Le coup d’État au Burkina Faso confirme la crainte croissante d’un recul démocratique en Afrique de l’Ouest, après des prises de pouvoir militaires similaires au Mali et en Guinée. La région, autrefois présentée comme le bastion de la démocratie en Afrique, a été secouée par des bouleversements politiques, notamment dans les pays du Sahel et dans le nord du Nigeria. L’autocratie constitutionnelle est en hausse avec la violation des deux termes de mandats présidentiels traditionnels en Guinée, en Côte d’Ivoire et au Togo.

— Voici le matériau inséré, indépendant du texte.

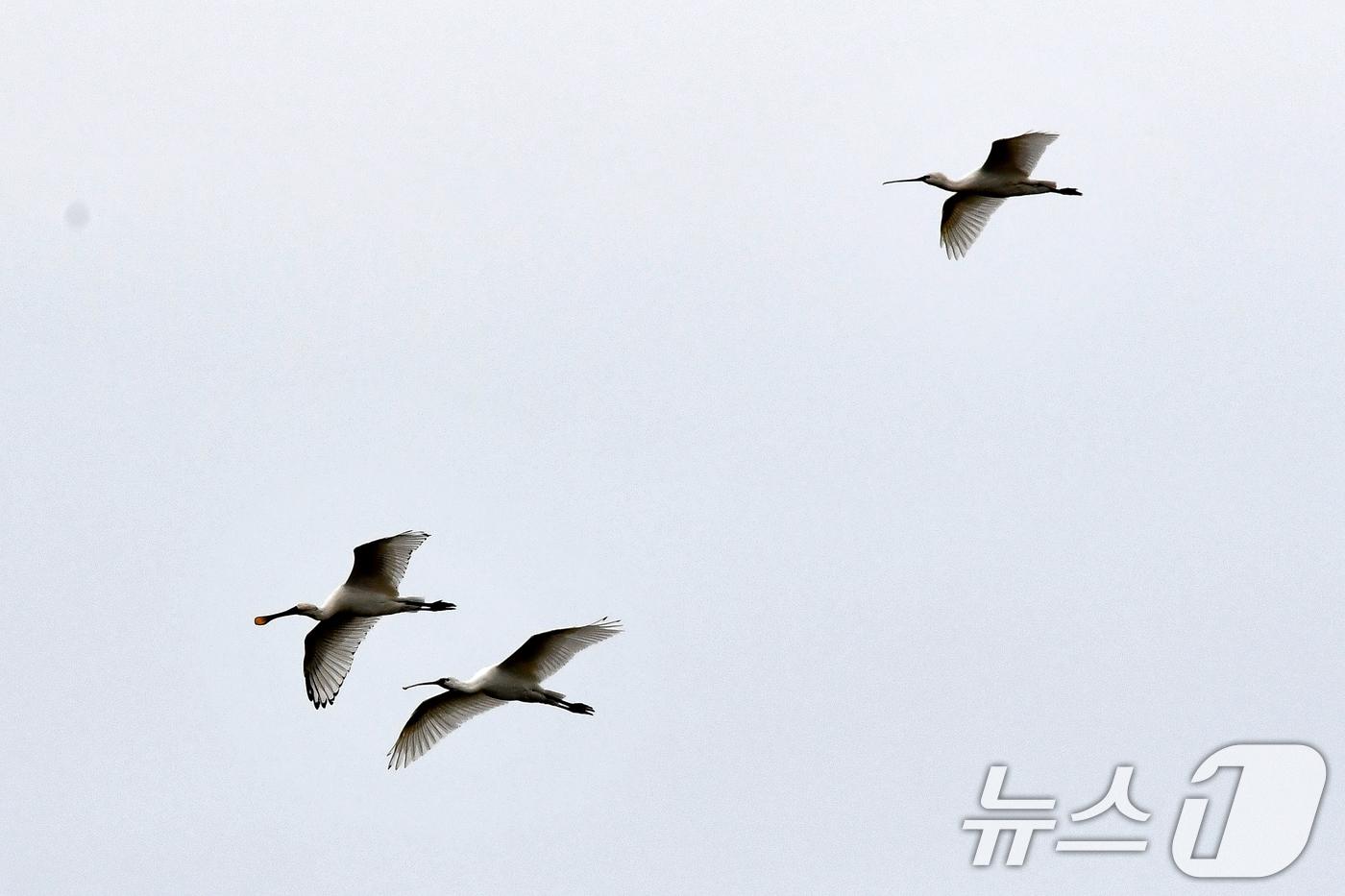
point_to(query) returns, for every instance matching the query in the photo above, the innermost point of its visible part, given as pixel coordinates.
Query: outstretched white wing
(542, 655)
(432, 720)
(1018, 155)
(965, 217)
(329, 651)
(379, 566)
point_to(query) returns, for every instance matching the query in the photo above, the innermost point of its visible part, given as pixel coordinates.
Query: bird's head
(298, 610)
(447, 684)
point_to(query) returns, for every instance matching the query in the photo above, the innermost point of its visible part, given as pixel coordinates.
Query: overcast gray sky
(609, 301)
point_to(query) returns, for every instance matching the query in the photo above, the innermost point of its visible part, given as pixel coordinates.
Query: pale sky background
(609, 301)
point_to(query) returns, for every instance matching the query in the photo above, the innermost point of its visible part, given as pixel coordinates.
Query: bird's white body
(363, 601)
(518, 678)
(506, 685)
(352, 611)
(991, 184)
(1005, 174)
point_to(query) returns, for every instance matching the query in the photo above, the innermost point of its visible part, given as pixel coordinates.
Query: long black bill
(262, 620)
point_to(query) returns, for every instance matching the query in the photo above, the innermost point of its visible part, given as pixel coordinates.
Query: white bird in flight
(1006, 173)
(520, 677)
(353, 610)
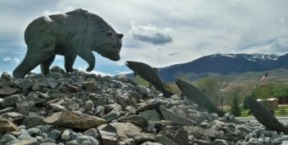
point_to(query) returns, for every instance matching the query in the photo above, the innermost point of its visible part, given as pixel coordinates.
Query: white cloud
(151, 34)
(11, 60)
(196, 28)
(94, 72)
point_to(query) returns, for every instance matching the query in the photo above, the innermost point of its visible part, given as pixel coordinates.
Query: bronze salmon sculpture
(265, 116)
(149, 74)
(194, 94)
(75, 33)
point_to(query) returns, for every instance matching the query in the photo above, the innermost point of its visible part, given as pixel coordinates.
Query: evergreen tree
(235, 109)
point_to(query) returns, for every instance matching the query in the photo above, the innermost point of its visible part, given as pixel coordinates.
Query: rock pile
(87, 109)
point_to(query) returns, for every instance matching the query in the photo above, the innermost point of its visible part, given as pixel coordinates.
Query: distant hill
(224, 64)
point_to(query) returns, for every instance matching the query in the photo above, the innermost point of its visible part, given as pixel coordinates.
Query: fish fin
(155, 69)
(166, 93)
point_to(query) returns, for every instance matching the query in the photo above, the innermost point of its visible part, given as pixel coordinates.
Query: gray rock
(202, 142)
(65, 135)
(169, 115)
(24, 107)
(57, 107)
(6, 91)
(151, 115)
(54, 134)
(164, 140)
(74, 120)
(128, 141)
(8, 137)
(89, 105)
(74, 135)
(71, 105)
(135, 119)
(84, 140)
(52, 82)
(109, 135)
(93, 140)
(90, 86)
(6, 76)
(181, 137)
(220, 142)
(48, 140)
(26, 142)
(151, 143)
(10, 100)
(7, 126)
(24, 84)
(91, 132)
(72, 142)
(34, 131)
(24, 135)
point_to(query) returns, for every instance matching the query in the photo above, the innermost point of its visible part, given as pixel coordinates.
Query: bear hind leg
(69, 61)
(46, 65)
(88, 57)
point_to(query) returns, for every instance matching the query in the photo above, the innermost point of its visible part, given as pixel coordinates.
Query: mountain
(225, 64)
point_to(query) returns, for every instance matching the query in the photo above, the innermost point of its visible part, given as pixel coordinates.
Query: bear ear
(109, 33)
(120, 35)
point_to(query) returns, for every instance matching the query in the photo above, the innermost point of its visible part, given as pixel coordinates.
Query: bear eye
(109, 33)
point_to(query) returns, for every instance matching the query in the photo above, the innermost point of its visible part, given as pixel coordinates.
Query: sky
(159, 33)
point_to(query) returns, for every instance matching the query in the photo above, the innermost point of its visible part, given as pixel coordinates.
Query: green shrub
(235, 109)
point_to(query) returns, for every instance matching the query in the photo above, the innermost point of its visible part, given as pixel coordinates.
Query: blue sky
(160, 33)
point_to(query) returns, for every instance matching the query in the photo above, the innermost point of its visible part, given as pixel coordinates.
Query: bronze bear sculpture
(74, 33)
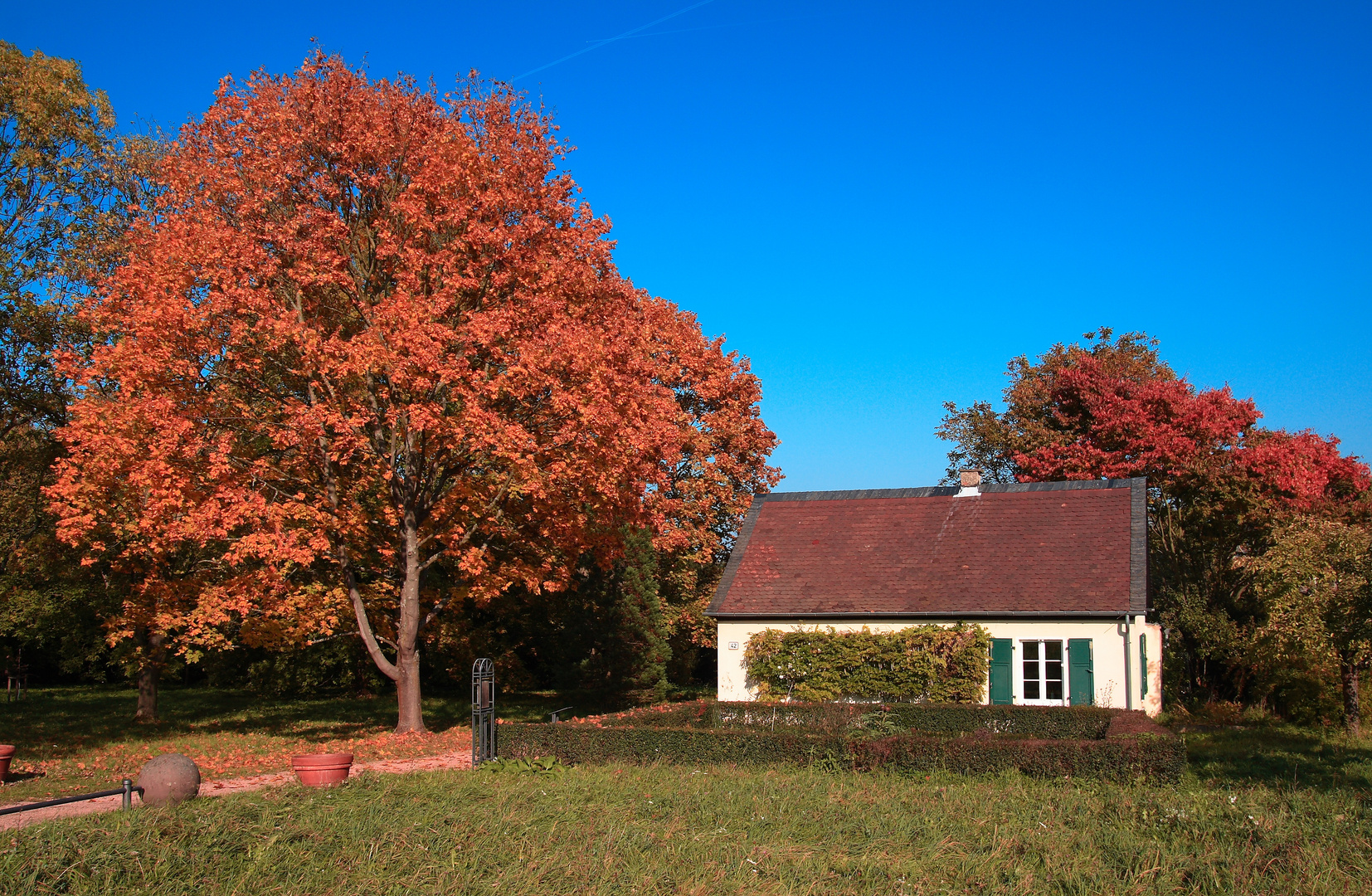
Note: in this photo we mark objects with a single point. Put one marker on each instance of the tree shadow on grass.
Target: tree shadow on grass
(1282, 757)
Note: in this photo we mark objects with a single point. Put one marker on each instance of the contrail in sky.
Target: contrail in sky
(611, 40)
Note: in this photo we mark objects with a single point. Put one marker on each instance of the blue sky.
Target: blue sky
(883, 203)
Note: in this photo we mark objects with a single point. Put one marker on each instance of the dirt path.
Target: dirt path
(241, 785)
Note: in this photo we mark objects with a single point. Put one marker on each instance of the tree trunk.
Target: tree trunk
(150, 671)
(408, 654)
(1352, 709)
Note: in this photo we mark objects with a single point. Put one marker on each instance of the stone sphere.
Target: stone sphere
(169, 780)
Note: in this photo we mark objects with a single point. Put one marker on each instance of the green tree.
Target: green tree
(1217, 485)
(1316, 583)
(69, 187)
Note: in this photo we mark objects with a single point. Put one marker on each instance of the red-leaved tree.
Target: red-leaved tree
(368, 329)
(1219, 486)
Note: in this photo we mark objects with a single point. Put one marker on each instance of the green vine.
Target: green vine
(917, 665)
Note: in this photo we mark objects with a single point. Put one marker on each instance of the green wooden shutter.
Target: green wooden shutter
(1082, 671)
(1002, 662)
(1143, 665)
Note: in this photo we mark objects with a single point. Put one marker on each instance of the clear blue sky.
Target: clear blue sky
(881, 205)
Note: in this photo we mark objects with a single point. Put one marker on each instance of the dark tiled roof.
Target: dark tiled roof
(1042, 548)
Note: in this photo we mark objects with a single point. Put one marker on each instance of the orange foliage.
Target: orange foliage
(369, 329)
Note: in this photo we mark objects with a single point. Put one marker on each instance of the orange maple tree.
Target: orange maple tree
(369, 329)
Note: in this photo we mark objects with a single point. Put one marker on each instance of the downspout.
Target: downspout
(1128, 671)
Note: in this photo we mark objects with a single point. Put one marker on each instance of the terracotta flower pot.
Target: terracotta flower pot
(323, 770)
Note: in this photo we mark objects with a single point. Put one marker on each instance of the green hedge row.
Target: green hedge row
(1117, 757)
(679, 747)
(1113, 759)
(921, 663)
(834, 718)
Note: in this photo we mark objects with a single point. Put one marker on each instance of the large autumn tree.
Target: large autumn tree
(66, 183)
(1220, 484)
(369, 339)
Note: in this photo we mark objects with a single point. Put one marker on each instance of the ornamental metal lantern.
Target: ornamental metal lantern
(484, 711)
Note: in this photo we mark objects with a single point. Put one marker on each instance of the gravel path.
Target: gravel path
(241, 785)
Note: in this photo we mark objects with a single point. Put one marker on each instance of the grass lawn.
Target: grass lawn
(1268, 810)
(75, 740)
(713, 830)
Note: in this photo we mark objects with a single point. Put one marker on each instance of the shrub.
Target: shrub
(921, 663)
(1038, 722)
(1114, 759)
(641, 745)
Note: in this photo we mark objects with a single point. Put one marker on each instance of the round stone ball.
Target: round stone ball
(169, 780)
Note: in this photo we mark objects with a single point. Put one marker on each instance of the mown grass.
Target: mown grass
(75, 740)
(601, 829)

La MFWA condamne fermement les violations brutales des droits des citoyens à manifester, et à accéder à l’information au Burkina Faso. Nous saluons la libération de certaines des personnes arrêtées pendant les troubles et appelons les autorités militaires à enquêter sur les attaques violentes contre les manifestants ainsi que sur les excès des émeutiers afin de réparer tous les torts.

La MFWA exhorte également la CEDEAO, l’Union africaine et les Nations unies à collaborer avec le régime militaire et la société civile du Burkina Faso pour rétablir l’ordre constitutionnel dans les meilleurs délais.